7 EXPOSURE INCIDENT An exposure incident may involve the eyes, mouth or other mucous membrane, non-intact skin, parental contact with blood or other potentially infectious materials or body fluids that results during the performance of an employee's work. Notification Employees must immediately report exposure incidents to their supervisors to enable timely medical evaluation and follow-up by a health care professional. Each exposure incident must also be reported to the Safety Director as quickly as possible. Post-Exposure Follow-up Following post-exposure evaluation, the health care professional should provide a written opinion to Riley. This opinion should be limited to a statement that the employee has been informed of the results of the evaluation and told of the need, if any, for further treatment. DECONTAMINATION Equipment and other surfaces, which have been contaminated with blood or other body fluids, must be decontaminated. Equipment and surfaces should be initially washed with a 10 percent bleach/water solution, then rinsed with clear water until all visible blood and body fluids has been cleaned up. The water generated during the decontamination can be disposed in the sanitary sewer or absorbed on paper towels for disposal. All solid waste generated should be added to the "Red Bio-Hazard Bag" waste stream. All cleaning shall be contracted out. This will help control potential exposures to Riley employees. EXPOSURE INCIDENT INVESTIGATION In an effort to ensure that we can take the proper steps to prevent exposure incidents, it will be the responsibility of the Safety Director to investigate each exposure incident as quickly as possible after being made aware of the incident. This investigation should contain the following information: The date and time the exposure incident occurred The exact location within the facility or job site the incident occurred What potentially infectious materials were involved in the incident What is the source of the potentially infectious material What activity was being performed when the incident occurred Details of exactly how the incident was caused; The personal protective equipment being used at the time of the incident; The actions taken as a result of the incident; and Documentation of the disposal of waste products

8 After this information is gathered and evaluated, a written summary of the incident should be prepared. This report should include recommendations to ensure that we avoid similar incidents in the future.

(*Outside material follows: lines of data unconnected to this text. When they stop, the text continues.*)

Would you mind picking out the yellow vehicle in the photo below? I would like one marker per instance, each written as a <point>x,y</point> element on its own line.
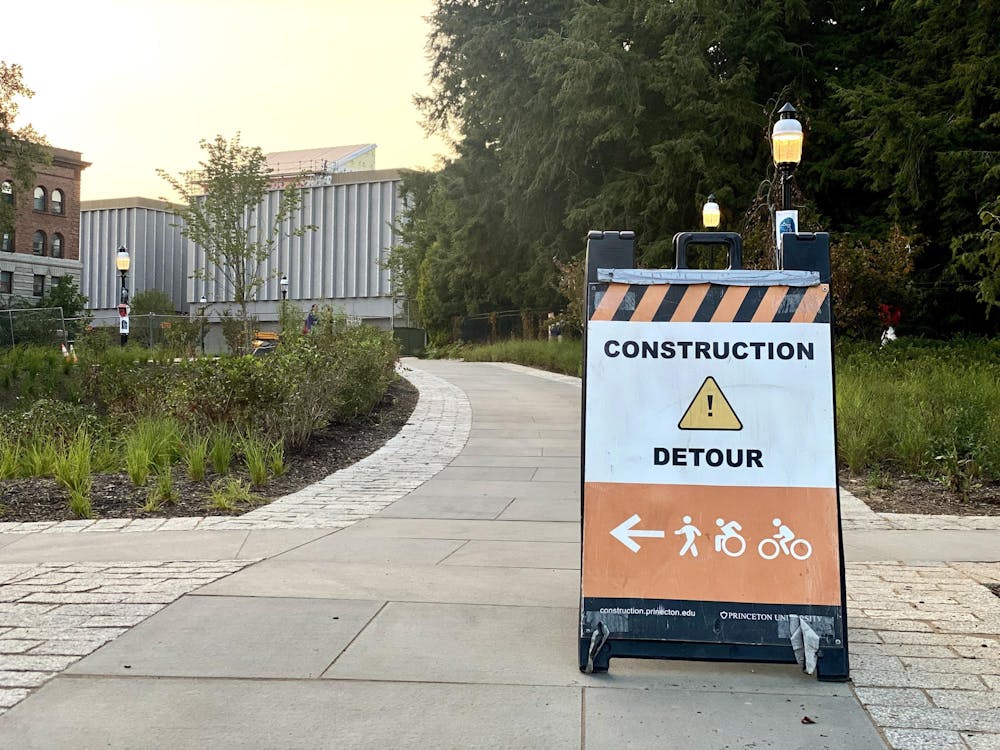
<point>264,342</point>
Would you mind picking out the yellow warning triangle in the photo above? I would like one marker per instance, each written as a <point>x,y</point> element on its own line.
<point>710,410</point>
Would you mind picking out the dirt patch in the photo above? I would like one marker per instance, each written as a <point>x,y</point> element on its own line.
<point>902,494</point>
<point>114,495</point>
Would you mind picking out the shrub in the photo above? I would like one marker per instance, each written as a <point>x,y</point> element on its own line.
<point>48,419</point>
<point>28,373</point>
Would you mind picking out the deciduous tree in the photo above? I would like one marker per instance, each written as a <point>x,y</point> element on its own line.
<point>222,215</point>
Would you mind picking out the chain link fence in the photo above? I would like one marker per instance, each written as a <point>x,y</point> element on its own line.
<point>151,330</point>
<point>499,326</point>
<point>34,325</point>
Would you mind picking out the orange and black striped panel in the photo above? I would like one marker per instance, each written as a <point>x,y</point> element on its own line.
<point>712,303</point>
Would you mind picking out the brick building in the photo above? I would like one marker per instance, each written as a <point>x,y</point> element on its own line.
<point>45,242</point>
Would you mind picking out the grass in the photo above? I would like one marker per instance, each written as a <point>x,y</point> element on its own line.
<point>161,493</point>
<point>194,454</point>
<point>255,455</point>
<point>152,444</point>
<point>276,459</point>
<point>73,470</point>
<point>221,450</point>
<point>38,459</point>
<point>10,454</point>
<point>230,494</point>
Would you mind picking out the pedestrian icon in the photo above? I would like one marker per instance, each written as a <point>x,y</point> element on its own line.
<point>710,410</point>
<point>689,532</point>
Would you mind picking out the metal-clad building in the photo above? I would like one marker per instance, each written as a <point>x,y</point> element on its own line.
<point>152,234</point>
<point>341,262</point>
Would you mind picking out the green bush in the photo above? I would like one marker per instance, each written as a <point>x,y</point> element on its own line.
<point>28,373</point>
<point>49,419</point>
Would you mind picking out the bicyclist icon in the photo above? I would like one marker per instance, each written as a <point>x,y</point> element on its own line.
<point>784,541</point>
<point>729,533</point>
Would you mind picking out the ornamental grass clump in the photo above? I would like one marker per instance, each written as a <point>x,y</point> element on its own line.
<point>162,492</point>
<point>231,494</point>
<point>72,470</point>
<point>194,454</point>
<point>10,454</point>
<point>255,456</point>
<point>38,459</point>
<point>220,450</point>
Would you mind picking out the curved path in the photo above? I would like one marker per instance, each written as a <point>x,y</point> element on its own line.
<point>448,617</point>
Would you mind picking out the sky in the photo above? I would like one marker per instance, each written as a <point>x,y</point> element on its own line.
<point>136,84</point>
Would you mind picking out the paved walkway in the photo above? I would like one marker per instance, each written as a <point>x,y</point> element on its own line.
<point>427,596</point>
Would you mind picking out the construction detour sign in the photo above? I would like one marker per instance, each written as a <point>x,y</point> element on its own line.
<point>710,512</point>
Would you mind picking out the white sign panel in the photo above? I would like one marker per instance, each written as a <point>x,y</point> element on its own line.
<point>743,404</point>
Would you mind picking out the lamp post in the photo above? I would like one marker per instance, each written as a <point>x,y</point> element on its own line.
<point>786,149</point>
<point>201,314</point>
<point>122,263</point>
<point>711,216</point>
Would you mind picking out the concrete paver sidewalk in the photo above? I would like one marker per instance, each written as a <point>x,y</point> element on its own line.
<point>449,619</point>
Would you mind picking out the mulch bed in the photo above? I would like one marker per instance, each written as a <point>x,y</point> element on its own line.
<point>114,495</point>
<point>903,494</point>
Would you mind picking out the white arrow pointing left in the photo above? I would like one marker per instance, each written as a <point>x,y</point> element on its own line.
<point>624,533</point>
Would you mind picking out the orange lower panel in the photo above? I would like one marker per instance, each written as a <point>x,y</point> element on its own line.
<point>663,568</point>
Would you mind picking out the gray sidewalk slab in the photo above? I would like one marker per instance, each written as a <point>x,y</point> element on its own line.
<point>412,583</point>
<point>448,504</point>
<point>117,546</point>
<point>536,509</point>
<point>914,546</point>
<point>205,636</point>
<point>356,548</point>
<point>541,531</point>
<point>222,714</point>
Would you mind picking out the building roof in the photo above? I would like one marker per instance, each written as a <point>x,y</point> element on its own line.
<point>315,160</point>
<point>132,202</point>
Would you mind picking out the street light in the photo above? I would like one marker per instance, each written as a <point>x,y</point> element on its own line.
<point>711,216</point>
<point>122,263</point>
<point>786,149</point>
<point>201,314</point>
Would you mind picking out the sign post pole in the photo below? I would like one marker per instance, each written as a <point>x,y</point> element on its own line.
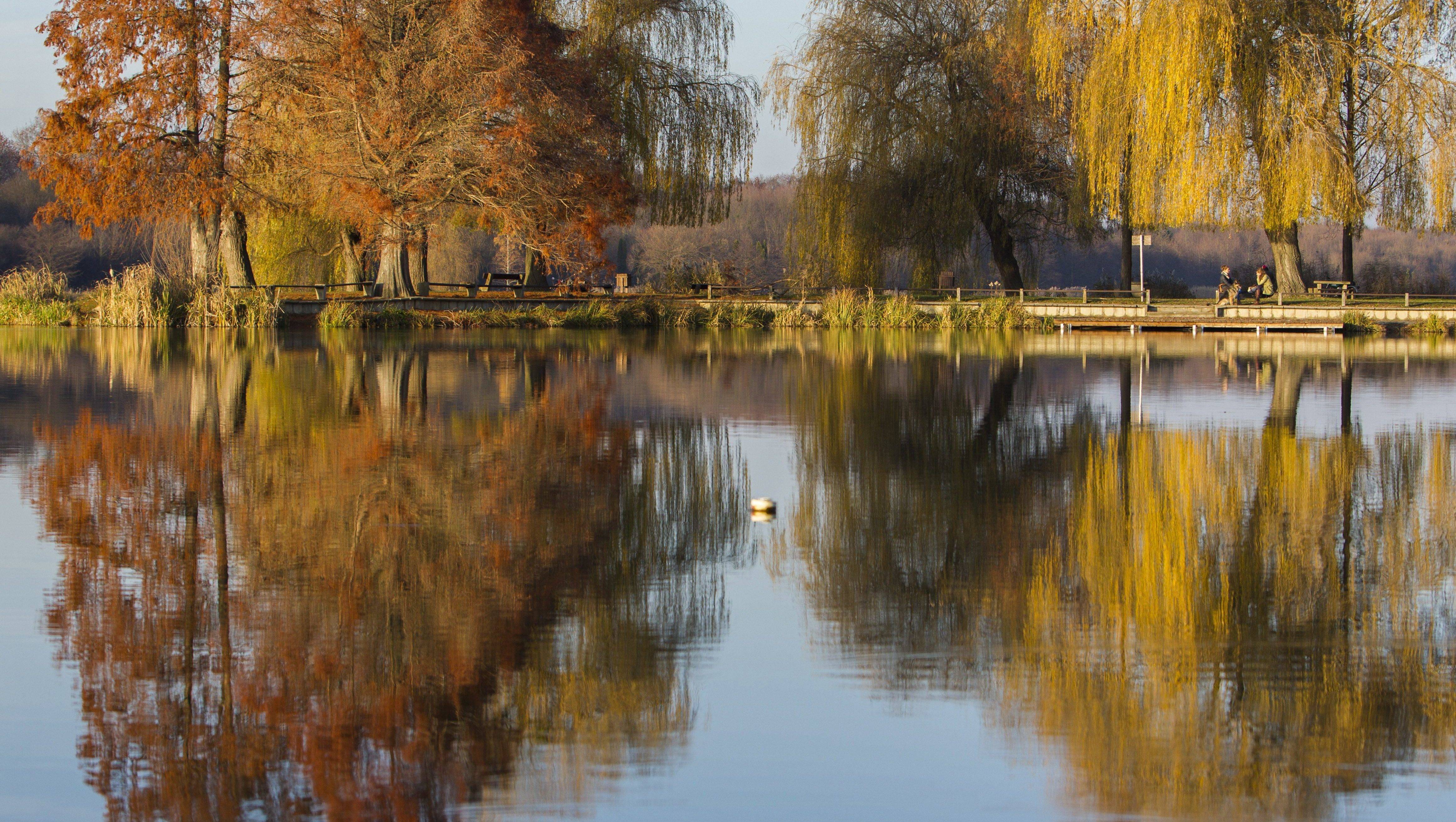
<point>1142,242</point>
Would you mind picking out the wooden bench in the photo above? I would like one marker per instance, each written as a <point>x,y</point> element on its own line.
<point>1333,287</point>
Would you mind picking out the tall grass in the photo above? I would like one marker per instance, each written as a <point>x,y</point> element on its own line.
<point>1362,324</point>
<point>1430,326</point>
<point>37,297</point>
<point>142,297</point>
<point>222,308</point>
<point>841,310</point>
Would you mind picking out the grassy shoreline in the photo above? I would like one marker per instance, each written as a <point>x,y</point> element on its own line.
<point>145,297</point>
<point>839,310</point>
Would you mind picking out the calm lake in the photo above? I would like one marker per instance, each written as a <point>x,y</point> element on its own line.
<point>510,575</point>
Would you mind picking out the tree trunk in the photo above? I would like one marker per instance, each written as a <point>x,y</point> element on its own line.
<point>1004,246</point>
<point>535,277</point>
<point>1128,257</point>
<point>350,252</point>
<point>204,242</point>
<point>238,267</point>
<point>394,262</point>
<point>1288,264</point>
<point>420,261</point>
<point>1347,254</point>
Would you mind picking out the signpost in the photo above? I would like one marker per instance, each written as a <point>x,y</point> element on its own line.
<point>1142,242</point>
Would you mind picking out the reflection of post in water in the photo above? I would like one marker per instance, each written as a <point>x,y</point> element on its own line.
<point>1289,376</point>
<point>998,406</point>
<point>1347,372</point>
<point>401,374</point>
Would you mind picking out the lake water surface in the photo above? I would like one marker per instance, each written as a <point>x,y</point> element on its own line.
<point>510,575</point>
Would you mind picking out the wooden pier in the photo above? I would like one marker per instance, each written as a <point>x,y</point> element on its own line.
<point>1128,316</point>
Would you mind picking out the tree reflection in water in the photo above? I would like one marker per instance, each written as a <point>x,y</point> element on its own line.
<point>293,587</point>
<point>1213,622</point>
<point>366,577</point>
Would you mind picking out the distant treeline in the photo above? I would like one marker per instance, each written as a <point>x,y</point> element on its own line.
<point>755,245</point>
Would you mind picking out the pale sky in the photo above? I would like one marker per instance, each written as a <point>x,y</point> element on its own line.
<point>765,27</point>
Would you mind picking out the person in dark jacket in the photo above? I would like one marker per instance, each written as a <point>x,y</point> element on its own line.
<point>1263,286</point>
<point>1228,292</point>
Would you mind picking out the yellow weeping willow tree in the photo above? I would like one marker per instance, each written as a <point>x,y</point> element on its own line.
<point>921,127</point>
<point>688,123</point>
<point>1260,113</point>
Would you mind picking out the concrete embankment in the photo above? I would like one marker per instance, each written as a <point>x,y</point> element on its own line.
<point>1133,318</point>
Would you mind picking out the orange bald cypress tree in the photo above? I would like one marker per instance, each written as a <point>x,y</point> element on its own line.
<point>143,130</point>
<point>388,114</point>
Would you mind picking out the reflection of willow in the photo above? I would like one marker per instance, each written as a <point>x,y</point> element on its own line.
<point>311,599</point>
<point>912,475</point>
<point>1216,625</point>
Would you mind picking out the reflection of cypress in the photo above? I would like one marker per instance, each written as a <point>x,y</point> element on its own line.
<point>314,597</point>
<point>1206,623</point>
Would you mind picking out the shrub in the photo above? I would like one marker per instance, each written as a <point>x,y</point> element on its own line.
<point>142,297</point>
<point>1362,324</point>
<point>37,284</point>
<point>37,297</point>
<point>1430,326</point>
<point>232,308</point>
<point>341,315</point>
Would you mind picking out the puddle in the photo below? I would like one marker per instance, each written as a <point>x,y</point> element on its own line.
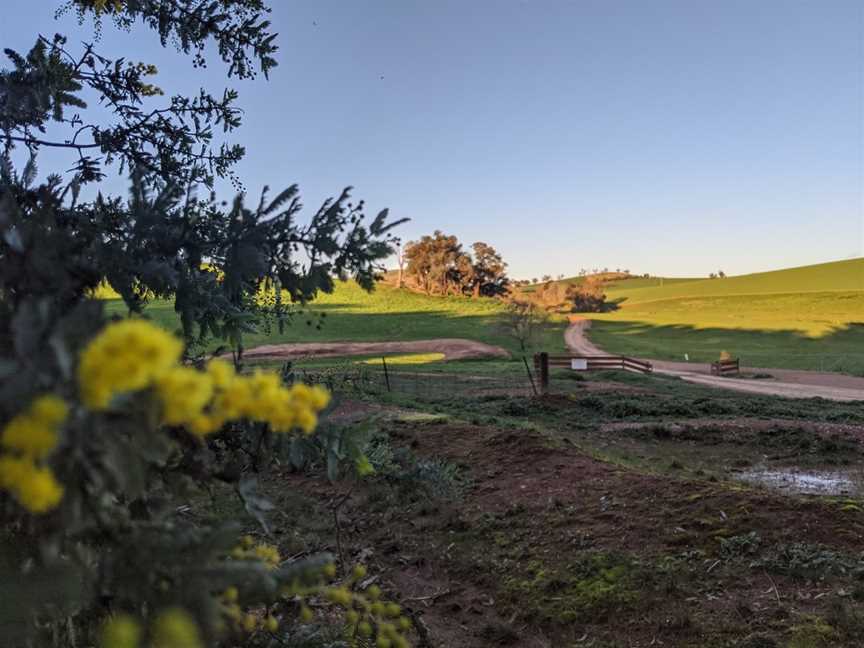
<point>815,483</point>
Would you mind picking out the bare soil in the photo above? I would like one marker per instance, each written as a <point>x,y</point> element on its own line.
<point>500,565</point>
<point>786,382</point>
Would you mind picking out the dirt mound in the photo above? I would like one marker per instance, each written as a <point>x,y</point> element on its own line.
<point>452,348</point>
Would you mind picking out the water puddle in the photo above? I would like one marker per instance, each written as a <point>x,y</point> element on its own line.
<point>793,481</point>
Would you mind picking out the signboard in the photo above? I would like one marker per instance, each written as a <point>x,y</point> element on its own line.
<point>579,364</point>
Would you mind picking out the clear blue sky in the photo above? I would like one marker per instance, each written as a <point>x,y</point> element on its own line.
<point>664,137</point>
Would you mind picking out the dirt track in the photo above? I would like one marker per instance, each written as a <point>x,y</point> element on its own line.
<point>452,348</point>
<point>790,383</point>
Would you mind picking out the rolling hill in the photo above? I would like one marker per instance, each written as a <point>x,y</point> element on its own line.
<point>836,276</point>
<point>810,317</point>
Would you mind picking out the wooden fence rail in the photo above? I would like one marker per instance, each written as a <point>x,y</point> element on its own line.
<point>726,367</point>
<point>543,361</point>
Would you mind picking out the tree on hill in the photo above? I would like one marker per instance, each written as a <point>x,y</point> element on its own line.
<point>552,295</point>
<point>111,427</point>
<point>588,296</point>
<point>438,265</point>
<point>523,321</point>
<point>489,272</point>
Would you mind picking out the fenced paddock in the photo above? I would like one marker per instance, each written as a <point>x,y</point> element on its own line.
<point>543,362</point>
<point>413,381</point>
<point>730,367</point>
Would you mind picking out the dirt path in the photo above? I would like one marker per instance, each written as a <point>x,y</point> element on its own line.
<point>452,348</point>
<point>789,383</point>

Exemption There is one exemption to the Bloodborne Pathogen regulation, that is a "Good Samaritan act performed by an employee who would not normally be expected to encounter human blood or other potentially infectious materials in his or her job. RECORDKEEPING There are two types of records required by the bloodborne pathogen standard: Medical Records: A medical record must be established for each employee with occupational exposure. This record must be maintained as a confidential medical record and separate from other personnel records. This record may be kept on site or retained by the health care professional that provides services to the employee. This medical record must contain the employee's name, social security number, hepatitis B vaccination status, and a written opinion by the health care professional. Medical records of exposure must be maintained for a period of 30 years following the employee's last date of employment. Training Records: Training records, which document each training session, must be maintained for a period of at least 3 years. These records must include the date, content, outline, trainer's name and qualifications, and the names and job titles of all persons attending the training sessions.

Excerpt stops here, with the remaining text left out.